= Wilhelm Turteltaub =

Austrian physician and writer

Wilhelm Turteltaub (25 March 1816 – after 1859) was an Austrian physician and writer.

== Life and achievements ==
Born in Rzeszów, Turteltaub came from a wealthy Jewish family from Galicia. His father was a doctor in Rzeszów. At the age of nine he went to Latin school and in his free time was engaged in foreign languages and music. During a visit in Lviv he got to know the theatre and at home he was given access to the library of the district commissioner Franz Stadion, Count von Warthausen, who later became governor of Galicia. At the age of 12, Turteltaub wrote his first plays. In 1830 he began to study philosophy, and at the end of 1832 he went to Vienna at the age of 17 to study medicine. His humorous-satirical works soon appeared in Wanderer, in Sammler and in the Wiener Theaterzeitung by Adolf Bäuerle. In 1835 his first book Wiener Fresco-Skizzen was published. In this time he made the acquaintance of Moritz Gottlieb Saphir, for whose magazine Der Humorist he became a permanent employee. Saphir also gave him access to the Viennese literary meetings. Through his mentor, Turteltaub wrote the book Saphiriana. Anecdotes, jokes and character traits from the life of M. G. Saphir, which was published in 1874 by Karafiat in Brno – so possibly only after his death.

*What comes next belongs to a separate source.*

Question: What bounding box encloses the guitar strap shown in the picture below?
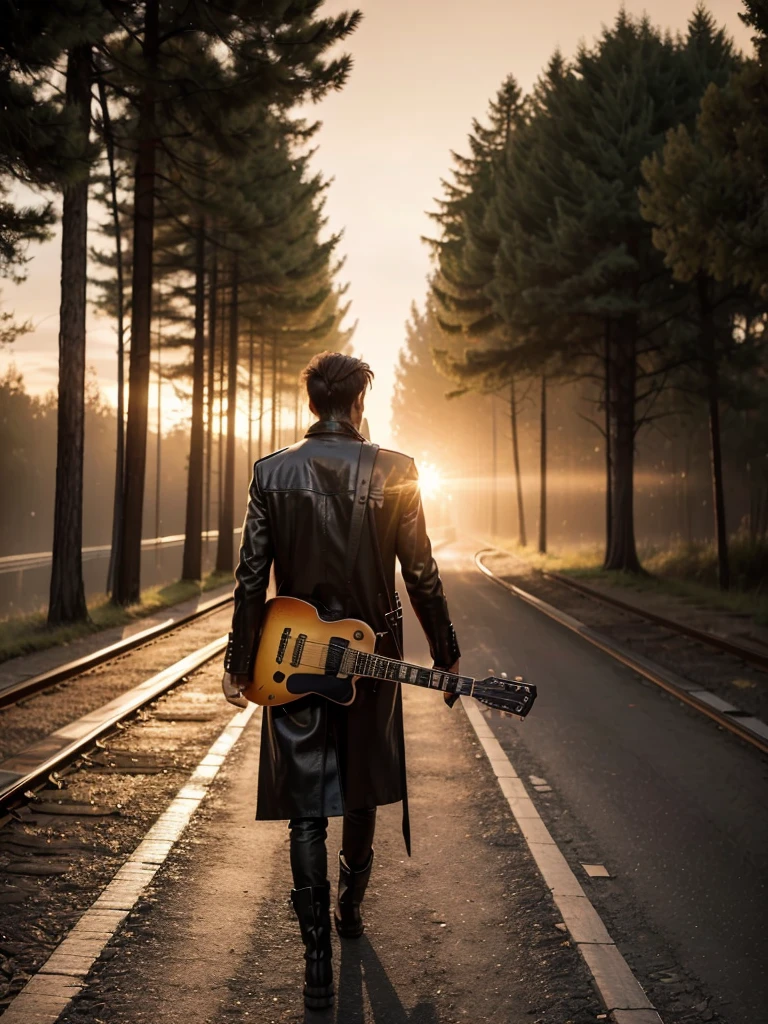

In 1836, at the age of 20, he wrote his first stage play The Nightwalker by Day, which was well received by the audience at the Leopoldstädter Theater. His first posse mit Gesang was entitled Nur eine lösen den Zauberspruch oder Wer ist glücklich?, with music by Michael Hebenstreit. The piece had great success at home and abroad and was published by Johann Baptist Wallishauser in Vienna. In Turteltaub's collected edition Wiener Volksbühne; Taschenbuch localer Spiele (1838), also printed by Wallishauser, it was printed together with Johann Nestroy's Eulenspiegel oder Schabernack über Schabernack (1835) and others. His next farce With or without magic, however, was a flop at the Theater in der Josefstadt.
In 1840 Turteltaub received his doctorate in medicine, married in the same year in Lemberg (today Lviv) the daughter of the state advocate Claar, and returned in 1841 as city physician (Stadtphysicus) to Rzeszów. Beside his many years of activity as a physician, he continued to write plays now and then, among them The Adventurer, The Youth Friend and The Daguerreotype all performed in Vienna. After the Revolutionary Year 1848 no more works by him have survived.

In the second half of the 19th century the influences of the Haskala (השכלה, Jewish Enlightenment between 1770 and 1880) also became increasingly noticeable in the town of Rzeszów. One of the most famous advocates of this movement in Galicia was Dr. Wilhelm Turteltaub.

In 1843 he was awarded the Golden Civil Medal of Merit with Ribbon for his successful work as city physician. His exact time of death cannot be determined exactly, but must have been after 1859, because for this year the publication of the Viennese theatre magazine Wiener Volksbühne by Wilhelm Turteltaub is documented.